Dyskalkulie und Schule
Das gesellschaftliche Grundwissen
wird hierzulande an die nachwachsenden Generationen (im Wesentlichen) im staatlich
organisierten öffentlichen Schulwesen weitergegeben. Es liegt daher nahe, im
Fall von Störungen des Lernprozesses zu erwarten, dass dieses Schulsystem darauf
angemessen reagiert. Wenn einzelne Kinder im herkömmlichen Unterricht z.B. das
Rechnen nicht oder nicht ausreichend erlernen, ist von einer solchen Störung
auszugehen. Zu untersuchen wäre dann, wo die Ursachen dieser Störung liegen,
um die Störung zu beseitigen und schlimme Folgen für das betroffene Kind zu
vermeiden oder rückgängig zu machen. Mittel dafür werden zum Teil in der Sonderpädagogik
und der Didaktik der Mathematik bereitgestellt.
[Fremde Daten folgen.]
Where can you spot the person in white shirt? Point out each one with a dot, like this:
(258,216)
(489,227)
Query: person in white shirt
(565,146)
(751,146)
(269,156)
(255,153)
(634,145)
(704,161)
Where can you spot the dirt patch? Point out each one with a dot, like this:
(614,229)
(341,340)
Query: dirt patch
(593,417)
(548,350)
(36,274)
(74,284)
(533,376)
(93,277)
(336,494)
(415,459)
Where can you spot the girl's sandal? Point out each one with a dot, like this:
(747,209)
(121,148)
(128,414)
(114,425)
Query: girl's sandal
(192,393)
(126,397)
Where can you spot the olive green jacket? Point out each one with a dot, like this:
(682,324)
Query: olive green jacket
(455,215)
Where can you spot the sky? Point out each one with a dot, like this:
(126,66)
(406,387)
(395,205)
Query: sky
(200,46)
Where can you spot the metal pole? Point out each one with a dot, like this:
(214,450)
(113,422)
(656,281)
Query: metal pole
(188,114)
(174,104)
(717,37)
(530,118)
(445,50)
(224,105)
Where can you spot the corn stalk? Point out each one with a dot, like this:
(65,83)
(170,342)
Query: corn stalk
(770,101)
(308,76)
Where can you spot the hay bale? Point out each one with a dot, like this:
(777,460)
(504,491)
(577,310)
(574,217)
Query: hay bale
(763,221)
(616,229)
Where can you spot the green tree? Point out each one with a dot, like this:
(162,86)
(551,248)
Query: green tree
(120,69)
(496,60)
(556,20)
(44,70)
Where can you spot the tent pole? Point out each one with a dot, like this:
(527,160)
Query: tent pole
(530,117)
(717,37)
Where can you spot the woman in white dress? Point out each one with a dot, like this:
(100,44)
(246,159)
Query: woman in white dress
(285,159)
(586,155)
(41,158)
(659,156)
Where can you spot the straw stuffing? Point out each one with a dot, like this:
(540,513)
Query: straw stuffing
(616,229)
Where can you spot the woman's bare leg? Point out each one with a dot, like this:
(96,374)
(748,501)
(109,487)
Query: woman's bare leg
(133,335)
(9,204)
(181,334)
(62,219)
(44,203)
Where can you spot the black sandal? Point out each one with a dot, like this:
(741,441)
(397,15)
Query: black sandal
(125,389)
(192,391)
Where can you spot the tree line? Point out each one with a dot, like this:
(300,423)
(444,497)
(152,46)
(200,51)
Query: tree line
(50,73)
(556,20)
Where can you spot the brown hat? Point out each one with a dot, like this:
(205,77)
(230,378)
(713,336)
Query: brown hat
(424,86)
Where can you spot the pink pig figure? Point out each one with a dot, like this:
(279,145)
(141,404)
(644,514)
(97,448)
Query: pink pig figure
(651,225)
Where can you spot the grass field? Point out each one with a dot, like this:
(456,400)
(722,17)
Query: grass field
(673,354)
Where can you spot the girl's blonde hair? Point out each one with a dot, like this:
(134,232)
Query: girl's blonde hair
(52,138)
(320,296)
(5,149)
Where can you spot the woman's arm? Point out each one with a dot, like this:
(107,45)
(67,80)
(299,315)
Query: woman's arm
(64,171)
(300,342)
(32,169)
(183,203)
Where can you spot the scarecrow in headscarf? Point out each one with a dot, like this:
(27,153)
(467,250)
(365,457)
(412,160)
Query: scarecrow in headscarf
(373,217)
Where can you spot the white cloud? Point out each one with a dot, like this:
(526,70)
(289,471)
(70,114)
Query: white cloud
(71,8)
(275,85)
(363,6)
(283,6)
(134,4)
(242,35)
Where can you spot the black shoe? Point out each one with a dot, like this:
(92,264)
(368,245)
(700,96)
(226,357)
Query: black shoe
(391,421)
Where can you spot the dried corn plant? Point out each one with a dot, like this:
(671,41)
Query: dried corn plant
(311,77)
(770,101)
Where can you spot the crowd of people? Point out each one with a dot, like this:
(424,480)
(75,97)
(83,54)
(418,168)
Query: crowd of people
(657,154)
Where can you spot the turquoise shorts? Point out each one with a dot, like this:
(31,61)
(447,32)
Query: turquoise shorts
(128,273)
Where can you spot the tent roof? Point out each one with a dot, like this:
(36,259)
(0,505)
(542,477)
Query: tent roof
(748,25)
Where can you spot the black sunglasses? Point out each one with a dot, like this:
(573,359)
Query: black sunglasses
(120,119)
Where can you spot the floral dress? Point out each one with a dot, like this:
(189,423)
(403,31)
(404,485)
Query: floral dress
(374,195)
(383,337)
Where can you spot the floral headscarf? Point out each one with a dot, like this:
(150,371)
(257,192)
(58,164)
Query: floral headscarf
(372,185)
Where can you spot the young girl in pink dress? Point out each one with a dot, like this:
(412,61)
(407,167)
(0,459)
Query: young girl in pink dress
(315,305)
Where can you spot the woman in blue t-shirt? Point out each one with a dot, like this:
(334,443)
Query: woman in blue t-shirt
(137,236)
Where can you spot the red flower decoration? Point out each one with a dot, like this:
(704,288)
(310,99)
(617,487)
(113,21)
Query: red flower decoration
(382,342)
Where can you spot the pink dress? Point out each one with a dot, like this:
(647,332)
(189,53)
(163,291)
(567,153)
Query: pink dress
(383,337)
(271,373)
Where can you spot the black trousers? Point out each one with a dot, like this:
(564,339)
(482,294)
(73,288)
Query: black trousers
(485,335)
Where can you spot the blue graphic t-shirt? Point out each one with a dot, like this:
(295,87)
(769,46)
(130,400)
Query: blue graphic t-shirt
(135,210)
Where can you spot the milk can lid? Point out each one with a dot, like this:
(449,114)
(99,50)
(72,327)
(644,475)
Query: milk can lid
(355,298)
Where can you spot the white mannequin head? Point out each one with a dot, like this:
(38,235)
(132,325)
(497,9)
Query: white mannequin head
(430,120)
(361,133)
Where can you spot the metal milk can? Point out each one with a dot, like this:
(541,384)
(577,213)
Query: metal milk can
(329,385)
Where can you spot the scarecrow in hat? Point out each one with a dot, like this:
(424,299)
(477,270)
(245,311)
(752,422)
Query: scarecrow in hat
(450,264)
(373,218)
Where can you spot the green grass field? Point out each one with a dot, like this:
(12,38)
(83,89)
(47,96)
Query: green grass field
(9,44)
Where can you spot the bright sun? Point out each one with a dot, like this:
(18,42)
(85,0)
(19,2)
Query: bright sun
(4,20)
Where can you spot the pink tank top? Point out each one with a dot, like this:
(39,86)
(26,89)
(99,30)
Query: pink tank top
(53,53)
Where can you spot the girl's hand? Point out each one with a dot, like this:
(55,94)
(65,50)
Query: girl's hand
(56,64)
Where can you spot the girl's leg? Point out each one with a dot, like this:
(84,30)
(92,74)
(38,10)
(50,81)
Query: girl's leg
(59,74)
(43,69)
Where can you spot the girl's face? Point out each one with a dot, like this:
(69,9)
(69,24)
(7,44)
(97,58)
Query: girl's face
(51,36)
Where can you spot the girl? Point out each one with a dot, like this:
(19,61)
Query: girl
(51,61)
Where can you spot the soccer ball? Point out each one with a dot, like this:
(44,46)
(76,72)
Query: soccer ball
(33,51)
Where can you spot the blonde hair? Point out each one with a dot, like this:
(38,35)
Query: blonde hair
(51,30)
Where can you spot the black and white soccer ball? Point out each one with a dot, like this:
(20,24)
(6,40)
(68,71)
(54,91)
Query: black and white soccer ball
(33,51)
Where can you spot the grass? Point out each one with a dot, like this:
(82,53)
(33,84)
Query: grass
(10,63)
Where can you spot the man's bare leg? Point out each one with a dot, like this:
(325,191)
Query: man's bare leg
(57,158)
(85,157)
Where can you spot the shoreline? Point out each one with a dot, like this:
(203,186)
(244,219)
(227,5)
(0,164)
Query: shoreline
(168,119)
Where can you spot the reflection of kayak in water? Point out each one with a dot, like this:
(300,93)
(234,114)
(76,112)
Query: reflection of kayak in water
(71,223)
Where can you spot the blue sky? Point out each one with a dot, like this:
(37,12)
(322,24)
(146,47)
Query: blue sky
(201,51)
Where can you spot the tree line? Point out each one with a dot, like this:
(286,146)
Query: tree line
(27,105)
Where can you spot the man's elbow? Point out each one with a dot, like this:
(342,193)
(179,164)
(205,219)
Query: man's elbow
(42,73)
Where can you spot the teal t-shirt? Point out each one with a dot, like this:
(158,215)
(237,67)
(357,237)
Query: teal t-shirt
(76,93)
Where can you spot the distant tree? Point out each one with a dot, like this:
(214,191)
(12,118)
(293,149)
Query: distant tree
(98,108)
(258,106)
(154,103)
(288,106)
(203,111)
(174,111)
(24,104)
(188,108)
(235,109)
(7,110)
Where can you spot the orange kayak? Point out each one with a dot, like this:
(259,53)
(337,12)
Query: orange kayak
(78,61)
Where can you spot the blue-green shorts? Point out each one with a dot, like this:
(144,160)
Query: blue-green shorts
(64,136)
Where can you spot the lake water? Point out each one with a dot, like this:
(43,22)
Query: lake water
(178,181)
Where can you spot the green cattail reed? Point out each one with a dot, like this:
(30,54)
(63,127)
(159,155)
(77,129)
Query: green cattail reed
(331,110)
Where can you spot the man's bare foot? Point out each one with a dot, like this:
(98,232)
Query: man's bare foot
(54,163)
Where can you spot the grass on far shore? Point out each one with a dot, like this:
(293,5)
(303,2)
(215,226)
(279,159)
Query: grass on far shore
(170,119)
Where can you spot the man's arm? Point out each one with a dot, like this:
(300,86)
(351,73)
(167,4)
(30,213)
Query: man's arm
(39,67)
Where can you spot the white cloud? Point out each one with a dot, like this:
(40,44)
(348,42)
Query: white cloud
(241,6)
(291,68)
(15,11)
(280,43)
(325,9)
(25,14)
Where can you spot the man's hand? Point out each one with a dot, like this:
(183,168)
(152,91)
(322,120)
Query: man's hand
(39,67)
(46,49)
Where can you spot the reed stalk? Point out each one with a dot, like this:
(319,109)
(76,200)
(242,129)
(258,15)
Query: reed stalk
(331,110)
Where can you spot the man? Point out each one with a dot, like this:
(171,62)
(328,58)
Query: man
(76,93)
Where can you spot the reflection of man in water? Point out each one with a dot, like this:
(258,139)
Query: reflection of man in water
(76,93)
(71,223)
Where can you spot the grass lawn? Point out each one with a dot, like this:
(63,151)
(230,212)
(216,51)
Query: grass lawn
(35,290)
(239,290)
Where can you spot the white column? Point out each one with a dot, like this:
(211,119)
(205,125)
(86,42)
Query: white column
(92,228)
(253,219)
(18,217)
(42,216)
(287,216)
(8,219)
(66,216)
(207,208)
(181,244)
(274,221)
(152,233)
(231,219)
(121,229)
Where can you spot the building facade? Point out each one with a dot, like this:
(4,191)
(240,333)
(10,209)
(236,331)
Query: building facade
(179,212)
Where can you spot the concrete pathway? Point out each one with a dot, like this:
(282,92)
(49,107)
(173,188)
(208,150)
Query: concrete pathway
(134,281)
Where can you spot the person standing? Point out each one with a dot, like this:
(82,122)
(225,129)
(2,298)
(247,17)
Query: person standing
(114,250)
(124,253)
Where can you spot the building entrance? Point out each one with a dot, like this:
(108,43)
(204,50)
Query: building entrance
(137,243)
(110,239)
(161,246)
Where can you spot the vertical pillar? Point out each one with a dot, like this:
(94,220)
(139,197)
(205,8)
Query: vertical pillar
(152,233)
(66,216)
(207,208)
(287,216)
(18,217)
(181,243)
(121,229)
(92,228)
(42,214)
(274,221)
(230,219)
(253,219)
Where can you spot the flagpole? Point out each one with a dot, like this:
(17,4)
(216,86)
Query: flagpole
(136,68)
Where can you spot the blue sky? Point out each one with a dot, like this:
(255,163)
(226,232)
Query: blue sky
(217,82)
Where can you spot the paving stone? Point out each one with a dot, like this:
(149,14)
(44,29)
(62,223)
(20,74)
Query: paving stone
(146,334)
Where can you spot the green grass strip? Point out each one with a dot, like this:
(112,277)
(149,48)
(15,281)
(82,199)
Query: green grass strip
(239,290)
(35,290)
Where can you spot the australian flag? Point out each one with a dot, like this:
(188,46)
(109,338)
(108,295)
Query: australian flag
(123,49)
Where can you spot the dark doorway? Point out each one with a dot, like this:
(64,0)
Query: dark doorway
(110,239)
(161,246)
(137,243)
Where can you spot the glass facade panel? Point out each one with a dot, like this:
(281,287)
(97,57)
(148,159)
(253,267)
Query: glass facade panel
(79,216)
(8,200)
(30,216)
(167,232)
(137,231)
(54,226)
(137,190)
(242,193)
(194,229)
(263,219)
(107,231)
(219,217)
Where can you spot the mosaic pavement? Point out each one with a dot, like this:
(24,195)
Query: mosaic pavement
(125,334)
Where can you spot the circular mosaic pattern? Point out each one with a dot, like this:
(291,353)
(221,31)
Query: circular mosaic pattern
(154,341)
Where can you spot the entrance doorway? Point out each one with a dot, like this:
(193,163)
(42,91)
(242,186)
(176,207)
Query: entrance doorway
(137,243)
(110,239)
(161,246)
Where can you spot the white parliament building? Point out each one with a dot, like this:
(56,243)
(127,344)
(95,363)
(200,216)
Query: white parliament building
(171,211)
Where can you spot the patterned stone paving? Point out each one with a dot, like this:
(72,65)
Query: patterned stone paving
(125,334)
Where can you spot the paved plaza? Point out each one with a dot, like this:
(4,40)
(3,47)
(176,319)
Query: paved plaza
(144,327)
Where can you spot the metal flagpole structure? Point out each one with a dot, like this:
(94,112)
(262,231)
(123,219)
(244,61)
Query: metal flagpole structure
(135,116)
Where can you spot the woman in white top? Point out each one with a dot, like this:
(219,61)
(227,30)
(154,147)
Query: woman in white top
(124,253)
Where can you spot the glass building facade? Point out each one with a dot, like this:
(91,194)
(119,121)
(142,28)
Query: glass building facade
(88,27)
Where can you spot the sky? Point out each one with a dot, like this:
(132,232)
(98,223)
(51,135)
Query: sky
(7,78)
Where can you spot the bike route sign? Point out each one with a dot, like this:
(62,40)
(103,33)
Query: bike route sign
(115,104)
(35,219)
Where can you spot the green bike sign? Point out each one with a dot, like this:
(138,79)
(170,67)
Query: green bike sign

Auch im Fall der Lernstörung 'Dyskalkulie' hat das öffentliche Schulsystem den
staatlichen Auftrag und beansprucht die Kompetenz zu ihrer Behebung. Beispielsweise
wird in vielen Schulen Förderunterricht angeboten. Dieser Anspruch sollte von
Eltern betroffener Kinder sehr ernst genommen werden, da aus ihm juristisch
im Fall von Anträgen auf staatliche Unterstützung bei der Behebung der Lernstörung
abgeleitet wird, dass sie sich an erster Stelle an die Schule wenden müssen.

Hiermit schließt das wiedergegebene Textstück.